Student Madilyn Mason said this will be her third trip to Japan because she’s half Japanese and has family that lives there.
“This will be my first time going to Chiba and I am really excited to stay with a Japanese family and be immersed more in their culture,” Mason added.
Rachel Wright said she’s filled with both excitement and fear.
“I am going to be speaking Japanese fulltime and (I’ve never done that before), so I will be trudging along,” she said.
“I’m really interested in the culture and really want to practice speaking more and I am really excited for that and excited to stay with my host family,” added Natalie Harshman, who also noted it, is her first time going.
Why the interest in Japanese culture?
Harshman said she originally did a summer camp to learn Chinese, but CHS doesn’t offer Chinese so she did Japanese.
Wright had a similar story.
“I’ve always been interested in Asia and so Japanese was the closest thing I had to anything in Asia in this school,” Wright explained. “So I actually just decided to go for it.”
During the first week on the trip, Valtadoros said they’ll stay in Kyoto, Nara, and Hiroshima “because it’s apart of history.”
“Just travel different temples and shrines,” she said. “The second week we’re with our host family in Chiba and the kids will go to school with their students and present their presentations, which they’ve already created to be practicing in Japanese.”
Wright and Mason who are in the same group will be presenting on old and current fashion styles, while Harshman is concentrating on landmarks, and after school clubs and sports.
“There is a lot, like when it comes to clubs they have like stuff like Kendo and Judo and stuff like that we don’t have, but we have stuff like American football,” Valtadoros said.
“They even have a Mandolin club,” Harshman added. “Who has just a Mandolin Club?”

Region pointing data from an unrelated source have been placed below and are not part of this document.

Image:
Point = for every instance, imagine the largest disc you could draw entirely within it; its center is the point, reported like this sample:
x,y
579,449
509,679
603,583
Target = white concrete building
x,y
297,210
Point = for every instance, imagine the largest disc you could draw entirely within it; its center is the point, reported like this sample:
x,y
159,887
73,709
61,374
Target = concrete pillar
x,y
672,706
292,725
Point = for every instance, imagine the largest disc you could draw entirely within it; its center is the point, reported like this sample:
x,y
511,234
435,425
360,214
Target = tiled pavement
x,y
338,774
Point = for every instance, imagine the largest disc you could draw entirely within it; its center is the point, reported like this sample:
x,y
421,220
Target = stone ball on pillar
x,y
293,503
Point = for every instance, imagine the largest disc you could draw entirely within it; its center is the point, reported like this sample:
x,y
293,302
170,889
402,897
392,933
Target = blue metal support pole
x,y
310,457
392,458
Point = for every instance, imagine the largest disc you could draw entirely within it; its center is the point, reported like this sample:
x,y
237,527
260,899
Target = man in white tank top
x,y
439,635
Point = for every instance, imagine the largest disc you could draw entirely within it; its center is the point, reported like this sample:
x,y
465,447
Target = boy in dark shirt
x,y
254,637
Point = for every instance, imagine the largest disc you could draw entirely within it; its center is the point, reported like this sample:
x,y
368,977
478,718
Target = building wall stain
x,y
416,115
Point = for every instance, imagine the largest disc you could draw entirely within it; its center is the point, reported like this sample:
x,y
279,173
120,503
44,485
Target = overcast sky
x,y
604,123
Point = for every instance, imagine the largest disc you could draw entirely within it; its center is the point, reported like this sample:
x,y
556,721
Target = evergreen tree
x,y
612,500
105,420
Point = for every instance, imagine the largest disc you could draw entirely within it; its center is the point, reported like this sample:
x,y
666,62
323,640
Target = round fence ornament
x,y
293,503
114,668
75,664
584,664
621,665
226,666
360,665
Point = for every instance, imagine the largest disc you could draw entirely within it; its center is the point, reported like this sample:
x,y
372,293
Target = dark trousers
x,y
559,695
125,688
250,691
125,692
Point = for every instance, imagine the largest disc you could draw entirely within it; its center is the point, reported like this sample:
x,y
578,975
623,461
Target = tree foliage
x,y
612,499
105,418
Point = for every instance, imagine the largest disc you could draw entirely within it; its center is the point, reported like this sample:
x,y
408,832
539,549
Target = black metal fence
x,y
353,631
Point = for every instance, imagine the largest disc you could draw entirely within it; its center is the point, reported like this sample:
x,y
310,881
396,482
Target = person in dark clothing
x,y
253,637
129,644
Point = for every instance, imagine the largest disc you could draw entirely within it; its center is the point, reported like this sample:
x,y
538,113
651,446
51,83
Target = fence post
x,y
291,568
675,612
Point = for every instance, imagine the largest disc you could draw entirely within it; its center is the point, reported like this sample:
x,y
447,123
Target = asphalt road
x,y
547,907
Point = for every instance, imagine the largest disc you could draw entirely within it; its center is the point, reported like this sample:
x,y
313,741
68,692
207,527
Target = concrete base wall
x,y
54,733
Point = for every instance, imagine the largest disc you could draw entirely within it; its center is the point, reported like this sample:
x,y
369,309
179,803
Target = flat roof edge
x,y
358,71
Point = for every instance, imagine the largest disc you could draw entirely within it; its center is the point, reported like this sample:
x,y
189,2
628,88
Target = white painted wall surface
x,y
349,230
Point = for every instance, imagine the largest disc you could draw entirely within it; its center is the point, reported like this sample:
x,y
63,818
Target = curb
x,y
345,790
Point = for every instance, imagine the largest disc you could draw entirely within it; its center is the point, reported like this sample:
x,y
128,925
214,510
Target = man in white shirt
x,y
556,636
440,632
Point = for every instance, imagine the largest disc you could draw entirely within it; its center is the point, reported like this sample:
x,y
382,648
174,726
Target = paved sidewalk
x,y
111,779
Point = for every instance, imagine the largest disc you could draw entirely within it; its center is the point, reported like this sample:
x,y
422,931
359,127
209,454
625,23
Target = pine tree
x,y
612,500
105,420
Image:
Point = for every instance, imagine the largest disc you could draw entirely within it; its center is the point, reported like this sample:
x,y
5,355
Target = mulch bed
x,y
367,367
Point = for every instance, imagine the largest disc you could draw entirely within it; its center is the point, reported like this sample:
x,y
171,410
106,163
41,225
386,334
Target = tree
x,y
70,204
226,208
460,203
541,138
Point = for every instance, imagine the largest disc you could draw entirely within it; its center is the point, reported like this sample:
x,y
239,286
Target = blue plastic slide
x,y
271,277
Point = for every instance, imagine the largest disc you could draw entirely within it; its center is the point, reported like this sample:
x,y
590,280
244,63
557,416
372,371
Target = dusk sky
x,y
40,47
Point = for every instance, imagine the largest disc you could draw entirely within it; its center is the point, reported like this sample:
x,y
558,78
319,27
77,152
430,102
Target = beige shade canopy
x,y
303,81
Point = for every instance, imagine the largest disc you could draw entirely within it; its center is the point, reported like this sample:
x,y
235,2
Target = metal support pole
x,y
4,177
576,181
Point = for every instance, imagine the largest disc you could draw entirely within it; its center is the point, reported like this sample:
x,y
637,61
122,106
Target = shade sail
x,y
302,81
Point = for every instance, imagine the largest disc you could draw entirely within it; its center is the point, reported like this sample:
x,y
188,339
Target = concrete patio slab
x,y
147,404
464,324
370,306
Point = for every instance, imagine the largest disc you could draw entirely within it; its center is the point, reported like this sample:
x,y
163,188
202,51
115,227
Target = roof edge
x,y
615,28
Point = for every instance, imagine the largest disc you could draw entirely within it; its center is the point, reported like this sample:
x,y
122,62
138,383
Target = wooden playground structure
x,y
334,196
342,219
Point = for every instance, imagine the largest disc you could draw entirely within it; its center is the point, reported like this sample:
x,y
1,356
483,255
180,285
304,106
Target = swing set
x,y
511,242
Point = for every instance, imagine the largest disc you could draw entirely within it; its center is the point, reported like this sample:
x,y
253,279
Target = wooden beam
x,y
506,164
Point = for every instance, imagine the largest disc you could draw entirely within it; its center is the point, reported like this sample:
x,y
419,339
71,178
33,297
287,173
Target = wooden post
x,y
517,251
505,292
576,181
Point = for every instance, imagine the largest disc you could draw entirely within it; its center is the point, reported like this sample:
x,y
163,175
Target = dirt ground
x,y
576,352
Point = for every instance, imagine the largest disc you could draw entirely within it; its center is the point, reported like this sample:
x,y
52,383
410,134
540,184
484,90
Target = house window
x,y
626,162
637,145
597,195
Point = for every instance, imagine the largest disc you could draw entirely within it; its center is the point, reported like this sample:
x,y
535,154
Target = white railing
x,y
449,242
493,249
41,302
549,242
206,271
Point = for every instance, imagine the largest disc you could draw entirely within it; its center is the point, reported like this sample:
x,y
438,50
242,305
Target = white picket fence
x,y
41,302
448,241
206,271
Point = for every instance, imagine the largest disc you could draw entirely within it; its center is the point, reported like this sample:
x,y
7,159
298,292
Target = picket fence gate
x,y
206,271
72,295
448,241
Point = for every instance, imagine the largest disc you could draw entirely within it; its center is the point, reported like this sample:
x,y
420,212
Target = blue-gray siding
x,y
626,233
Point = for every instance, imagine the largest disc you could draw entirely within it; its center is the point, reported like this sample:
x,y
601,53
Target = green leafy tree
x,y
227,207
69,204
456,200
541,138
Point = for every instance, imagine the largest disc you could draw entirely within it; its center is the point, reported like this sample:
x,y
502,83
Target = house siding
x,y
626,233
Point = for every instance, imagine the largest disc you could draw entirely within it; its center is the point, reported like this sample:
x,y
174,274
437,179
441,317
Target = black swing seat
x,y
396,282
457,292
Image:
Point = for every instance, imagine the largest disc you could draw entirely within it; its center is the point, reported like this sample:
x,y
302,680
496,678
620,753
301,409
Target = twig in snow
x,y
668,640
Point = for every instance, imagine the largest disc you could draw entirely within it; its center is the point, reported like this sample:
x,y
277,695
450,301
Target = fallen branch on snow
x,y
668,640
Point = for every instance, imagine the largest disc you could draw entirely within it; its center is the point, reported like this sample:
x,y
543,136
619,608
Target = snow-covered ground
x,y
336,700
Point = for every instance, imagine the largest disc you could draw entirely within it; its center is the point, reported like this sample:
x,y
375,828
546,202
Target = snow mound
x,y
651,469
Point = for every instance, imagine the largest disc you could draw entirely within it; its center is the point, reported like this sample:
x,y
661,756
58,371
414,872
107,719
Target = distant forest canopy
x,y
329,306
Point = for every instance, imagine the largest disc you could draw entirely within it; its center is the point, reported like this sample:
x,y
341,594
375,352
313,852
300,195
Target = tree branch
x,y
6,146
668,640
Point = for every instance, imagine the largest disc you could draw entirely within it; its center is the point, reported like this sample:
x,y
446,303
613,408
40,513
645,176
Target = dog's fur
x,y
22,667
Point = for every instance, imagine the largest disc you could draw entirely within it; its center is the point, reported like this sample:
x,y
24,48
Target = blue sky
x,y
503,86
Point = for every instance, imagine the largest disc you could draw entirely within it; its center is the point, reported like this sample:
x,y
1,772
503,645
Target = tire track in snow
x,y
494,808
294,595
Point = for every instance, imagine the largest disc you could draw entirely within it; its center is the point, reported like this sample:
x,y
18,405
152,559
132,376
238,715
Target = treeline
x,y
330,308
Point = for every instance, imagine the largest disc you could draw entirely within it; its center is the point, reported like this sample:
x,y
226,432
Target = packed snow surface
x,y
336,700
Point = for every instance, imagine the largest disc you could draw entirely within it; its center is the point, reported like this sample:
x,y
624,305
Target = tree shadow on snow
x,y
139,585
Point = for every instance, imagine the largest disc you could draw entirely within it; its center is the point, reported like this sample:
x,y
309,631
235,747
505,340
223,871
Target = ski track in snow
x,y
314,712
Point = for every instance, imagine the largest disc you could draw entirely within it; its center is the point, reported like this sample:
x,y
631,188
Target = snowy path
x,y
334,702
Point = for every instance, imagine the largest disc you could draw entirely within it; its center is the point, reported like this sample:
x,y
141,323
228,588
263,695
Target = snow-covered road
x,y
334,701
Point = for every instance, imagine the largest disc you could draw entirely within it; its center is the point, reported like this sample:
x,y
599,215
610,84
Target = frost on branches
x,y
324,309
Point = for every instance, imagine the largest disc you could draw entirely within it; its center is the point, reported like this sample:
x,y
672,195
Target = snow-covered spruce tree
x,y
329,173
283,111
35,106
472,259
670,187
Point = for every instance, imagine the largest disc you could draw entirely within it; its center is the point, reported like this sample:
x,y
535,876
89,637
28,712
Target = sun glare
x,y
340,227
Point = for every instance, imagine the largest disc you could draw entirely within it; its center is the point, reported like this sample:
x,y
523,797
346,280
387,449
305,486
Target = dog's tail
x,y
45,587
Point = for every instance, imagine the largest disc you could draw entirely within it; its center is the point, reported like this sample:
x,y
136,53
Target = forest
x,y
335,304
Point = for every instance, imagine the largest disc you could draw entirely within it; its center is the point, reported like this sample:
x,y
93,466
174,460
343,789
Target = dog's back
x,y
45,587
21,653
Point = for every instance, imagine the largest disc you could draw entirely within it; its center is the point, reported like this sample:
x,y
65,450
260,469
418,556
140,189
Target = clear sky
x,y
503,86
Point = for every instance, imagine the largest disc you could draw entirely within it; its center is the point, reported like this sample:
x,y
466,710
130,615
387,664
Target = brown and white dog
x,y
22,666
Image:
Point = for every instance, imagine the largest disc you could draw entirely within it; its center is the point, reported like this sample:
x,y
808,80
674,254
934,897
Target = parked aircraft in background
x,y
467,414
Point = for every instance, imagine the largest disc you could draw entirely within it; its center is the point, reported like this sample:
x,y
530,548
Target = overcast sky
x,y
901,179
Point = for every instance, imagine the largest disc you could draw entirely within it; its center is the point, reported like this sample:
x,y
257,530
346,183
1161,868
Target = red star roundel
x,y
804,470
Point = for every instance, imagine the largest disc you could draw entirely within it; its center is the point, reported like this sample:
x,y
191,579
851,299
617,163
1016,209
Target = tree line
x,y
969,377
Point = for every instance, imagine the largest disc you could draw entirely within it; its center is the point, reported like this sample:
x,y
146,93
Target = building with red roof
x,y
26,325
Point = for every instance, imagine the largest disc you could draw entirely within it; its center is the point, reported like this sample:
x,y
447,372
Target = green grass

Valtadoros noted the Japanese school culture is very different than American in terms of structure.
One of the differences is students stay in the classroom and the teachers rotate from class to class.
“The buildings are pre-World War II,” she said. “So if there is air conditioning they put it in at a later date.”
Valtadoros said her mother made her take Japanese when she was in high school at Utica Ford.
“I hated it, but after getting into it and going to Japan my senior year, I fell in love with it,” she added.
Valtadoros said she went to Eastern Michigan University to get her degree, but in the middle of her time at college, she decided to take a year off and study abroad in Japan.
“I came back finished my degree and then went back for two-years and taught English and I’ve been teaching Japanese ever since.”